Friday, January 31, 2014

January book notes

It is really hard to go back over a years worth of reading and give the January books the same attention that the most recent books get so here is a one month set of book notes.  January is a good reading book and I hope you have had some good reading, but still got some great outdoors time.

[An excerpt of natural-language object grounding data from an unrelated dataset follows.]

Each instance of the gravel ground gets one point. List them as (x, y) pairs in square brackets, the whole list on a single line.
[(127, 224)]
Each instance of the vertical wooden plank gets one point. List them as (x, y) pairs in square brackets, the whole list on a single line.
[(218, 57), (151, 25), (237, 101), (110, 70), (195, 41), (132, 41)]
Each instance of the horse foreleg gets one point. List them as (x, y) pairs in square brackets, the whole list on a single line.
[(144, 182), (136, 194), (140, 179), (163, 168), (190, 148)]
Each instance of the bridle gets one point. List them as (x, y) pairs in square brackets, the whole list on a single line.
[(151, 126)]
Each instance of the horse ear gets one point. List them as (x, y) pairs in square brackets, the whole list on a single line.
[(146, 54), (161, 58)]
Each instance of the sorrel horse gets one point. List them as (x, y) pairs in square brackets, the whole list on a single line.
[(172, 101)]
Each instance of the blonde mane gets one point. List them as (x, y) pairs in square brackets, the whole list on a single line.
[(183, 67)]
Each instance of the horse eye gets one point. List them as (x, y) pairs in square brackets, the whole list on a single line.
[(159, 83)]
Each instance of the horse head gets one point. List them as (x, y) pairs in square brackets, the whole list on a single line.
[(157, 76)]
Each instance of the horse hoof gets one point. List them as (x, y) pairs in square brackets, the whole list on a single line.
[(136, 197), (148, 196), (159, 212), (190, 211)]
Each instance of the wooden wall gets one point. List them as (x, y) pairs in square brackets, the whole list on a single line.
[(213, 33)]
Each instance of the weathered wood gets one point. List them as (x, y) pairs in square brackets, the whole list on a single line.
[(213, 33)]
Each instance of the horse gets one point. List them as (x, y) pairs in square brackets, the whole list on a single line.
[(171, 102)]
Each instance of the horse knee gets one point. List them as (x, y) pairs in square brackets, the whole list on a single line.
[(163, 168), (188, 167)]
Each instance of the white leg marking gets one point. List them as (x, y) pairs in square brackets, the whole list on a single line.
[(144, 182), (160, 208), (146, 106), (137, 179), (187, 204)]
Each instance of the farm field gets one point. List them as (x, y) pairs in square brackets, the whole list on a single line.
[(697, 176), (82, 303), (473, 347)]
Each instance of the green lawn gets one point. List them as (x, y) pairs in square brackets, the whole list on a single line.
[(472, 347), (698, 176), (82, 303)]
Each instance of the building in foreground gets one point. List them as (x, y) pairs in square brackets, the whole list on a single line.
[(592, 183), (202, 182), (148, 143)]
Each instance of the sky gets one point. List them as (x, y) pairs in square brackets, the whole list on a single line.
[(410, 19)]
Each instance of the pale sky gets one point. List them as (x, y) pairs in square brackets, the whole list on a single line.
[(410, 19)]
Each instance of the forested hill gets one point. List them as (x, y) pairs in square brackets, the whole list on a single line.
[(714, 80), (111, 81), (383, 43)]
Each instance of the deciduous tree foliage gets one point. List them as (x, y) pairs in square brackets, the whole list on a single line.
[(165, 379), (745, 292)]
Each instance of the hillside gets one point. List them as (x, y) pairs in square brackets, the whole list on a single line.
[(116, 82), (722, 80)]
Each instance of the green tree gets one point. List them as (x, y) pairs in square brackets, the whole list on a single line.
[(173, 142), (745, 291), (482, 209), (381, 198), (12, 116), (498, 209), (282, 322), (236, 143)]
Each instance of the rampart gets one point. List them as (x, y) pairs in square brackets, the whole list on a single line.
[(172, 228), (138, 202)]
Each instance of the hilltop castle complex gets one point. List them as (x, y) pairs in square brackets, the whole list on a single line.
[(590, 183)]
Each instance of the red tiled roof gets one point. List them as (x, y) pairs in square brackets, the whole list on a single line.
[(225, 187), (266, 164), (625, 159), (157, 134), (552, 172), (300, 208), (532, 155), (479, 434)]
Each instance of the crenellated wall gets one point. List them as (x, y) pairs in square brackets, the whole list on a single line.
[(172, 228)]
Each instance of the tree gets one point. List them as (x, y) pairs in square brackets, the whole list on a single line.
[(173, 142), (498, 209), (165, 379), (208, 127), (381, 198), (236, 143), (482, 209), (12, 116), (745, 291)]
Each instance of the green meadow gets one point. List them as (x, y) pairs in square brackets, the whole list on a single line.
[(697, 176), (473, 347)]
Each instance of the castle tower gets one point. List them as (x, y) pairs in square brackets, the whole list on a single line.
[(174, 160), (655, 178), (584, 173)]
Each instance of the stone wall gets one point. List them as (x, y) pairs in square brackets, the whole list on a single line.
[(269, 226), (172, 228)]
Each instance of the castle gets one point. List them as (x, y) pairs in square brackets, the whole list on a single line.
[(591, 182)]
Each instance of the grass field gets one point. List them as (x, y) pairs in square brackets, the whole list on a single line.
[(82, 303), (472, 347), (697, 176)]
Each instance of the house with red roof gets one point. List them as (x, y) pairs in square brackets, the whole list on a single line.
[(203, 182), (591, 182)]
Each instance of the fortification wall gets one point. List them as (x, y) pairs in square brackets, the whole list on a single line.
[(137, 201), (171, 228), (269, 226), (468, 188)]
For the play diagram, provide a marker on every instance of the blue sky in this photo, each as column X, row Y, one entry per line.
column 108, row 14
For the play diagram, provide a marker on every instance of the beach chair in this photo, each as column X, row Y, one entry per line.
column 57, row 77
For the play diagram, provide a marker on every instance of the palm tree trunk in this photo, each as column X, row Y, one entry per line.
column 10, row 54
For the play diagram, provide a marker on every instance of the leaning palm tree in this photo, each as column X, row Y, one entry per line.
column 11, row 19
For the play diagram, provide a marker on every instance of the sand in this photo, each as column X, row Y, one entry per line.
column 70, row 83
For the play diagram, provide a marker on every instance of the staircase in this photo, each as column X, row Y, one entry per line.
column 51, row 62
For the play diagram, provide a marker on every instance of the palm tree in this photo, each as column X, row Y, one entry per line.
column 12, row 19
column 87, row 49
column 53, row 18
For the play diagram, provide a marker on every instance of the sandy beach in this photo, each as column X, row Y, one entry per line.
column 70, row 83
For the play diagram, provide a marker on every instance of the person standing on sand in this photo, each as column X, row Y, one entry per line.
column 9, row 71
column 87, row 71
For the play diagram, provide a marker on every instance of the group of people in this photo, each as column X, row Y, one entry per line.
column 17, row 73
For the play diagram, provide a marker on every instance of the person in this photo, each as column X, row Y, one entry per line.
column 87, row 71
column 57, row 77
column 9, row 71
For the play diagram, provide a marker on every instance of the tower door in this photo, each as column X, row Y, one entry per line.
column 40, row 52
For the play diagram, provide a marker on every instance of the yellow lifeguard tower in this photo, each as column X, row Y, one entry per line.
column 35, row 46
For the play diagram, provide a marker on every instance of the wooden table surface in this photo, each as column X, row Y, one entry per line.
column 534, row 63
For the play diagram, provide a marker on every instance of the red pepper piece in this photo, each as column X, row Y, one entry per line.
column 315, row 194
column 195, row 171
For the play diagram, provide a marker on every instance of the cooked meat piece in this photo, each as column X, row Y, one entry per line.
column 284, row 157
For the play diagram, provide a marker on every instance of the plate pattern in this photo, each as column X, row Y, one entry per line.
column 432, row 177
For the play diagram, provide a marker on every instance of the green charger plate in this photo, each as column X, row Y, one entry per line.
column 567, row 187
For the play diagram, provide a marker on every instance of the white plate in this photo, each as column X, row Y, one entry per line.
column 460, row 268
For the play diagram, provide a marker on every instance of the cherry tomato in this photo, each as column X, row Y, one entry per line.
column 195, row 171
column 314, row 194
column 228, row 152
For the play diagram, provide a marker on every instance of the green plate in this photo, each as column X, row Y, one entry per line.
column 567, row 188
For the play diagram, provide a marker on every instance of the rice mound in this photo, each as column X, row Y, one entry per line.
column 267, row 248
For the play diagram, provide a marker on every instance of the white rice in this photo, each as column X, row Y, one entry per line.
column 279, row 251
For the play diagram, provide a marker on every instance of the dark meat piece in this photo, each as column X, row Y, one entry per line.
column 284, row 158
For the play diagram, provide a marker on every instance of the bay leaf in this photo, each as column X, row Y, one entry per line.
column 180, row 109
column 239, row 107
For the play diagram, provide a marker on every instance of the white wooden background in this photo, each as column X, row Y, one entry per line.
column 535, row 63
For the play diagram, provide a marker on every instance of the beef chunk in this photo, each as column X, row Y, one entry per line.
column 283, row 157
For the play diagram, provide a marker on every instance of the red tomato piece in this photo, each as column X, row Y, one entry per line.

  1. Americans in Paris, Charles Glass is really outstanding history giving us insights into the very complex life in Paris when it was occupied by the Nazis.  First when the US was neutral and then when we were the enemy.  Paris is a complex city in any time, but never more so than in this period.
  2. Old Man River by Paul Schneider.  This was an excellent book on the Mississippi River.  It blended old tried and true stories with personal observations and gave an excellent look at this complex geographic location called the Mississippi. 
  3. The Trail to Seven Pines, Louis L'Amour.  One of four Hopalong Cassidy novels that L'Amour did.  It is well paced, captures my old hero, but with more edge and excitement and satisfied all my love of westerns.
  4. Unfathomable City, Soluit and Snedeker.  Actually a combination of essays, each with a map of New Orleans looking at the layers of the old and eccentric city.  I loved the beginning half and the last chapter, but got lost in a series of essays that were too esoteric for my taste or it would have been number one on the list.  Very well written and the maps are a unique and effect support to most of the essays.
  5. Dirt by David Montgomery is a look at the basic building block of all continents and life on earth.  It is the undervalued by lynchpin of our lives too, one we disregard too regularly.  We sacrificed topsoil down our rivers, substitute chemicals and artificial GMOs for the historic organic basis of life.
  6. Eighty Days by Matthew Goodman follows the around the world race of Nellie Bly and Elizabeth Bisland.  It is a look at two women who do an amazing travel adventure.  The loser, as is the American tradition does not get the recognition she deserves, but in fact comes out the better in life itself.  It is a time when Jules Verne's Around the World in 80 Days set the standard, even though fictitious for world travel.  A very enjoyable read.
  7. Madam by Cari Lynn and Kellie Martin is the story of Storyville in New Orleans.  It is a fictitious story in that the authors have to create a narrative that fits between the blank spots in the information that is available about this experiment in legalized, but controlled prostitution.  The characters are reall and the history that the novel exposes is fascinating.
  8. Bull River by Robert Knott is a continuation of the Virgil Cole and Everett Hitch westerns of Robert Parker.  Good characters, the black and white west is crisscrossed by characters who are sure of their decisions, but constantly in the gray zone between good and bad.
  9. Catch Me by Lisa Gardner is a very good police thriller.  It is about the thin line between police and vigilante, the dangers of on-line trolling for underage victims and gives good suspense with some real red flags for people to consider.
  10. Cooperstown Confidential is the story of baseball Hall of Fame, but not the bio of those who get in, rather the politics of induction.  The choices that were made that should not have been made and the  very human aspect of HOF decisions. 
  11. Red Planet Blues by Robert Sawyer was a genre buster for me.  I am not a SciFi fan, but this mix of Sci FI and detective was well done and well paced.  
  12. The Persuader by Lee Childs is a Reacher Novel.  I read out of curiosity. It is first and last.  A testosterone novel.  No suspense - he is too good and he is the narrator so he has to make it.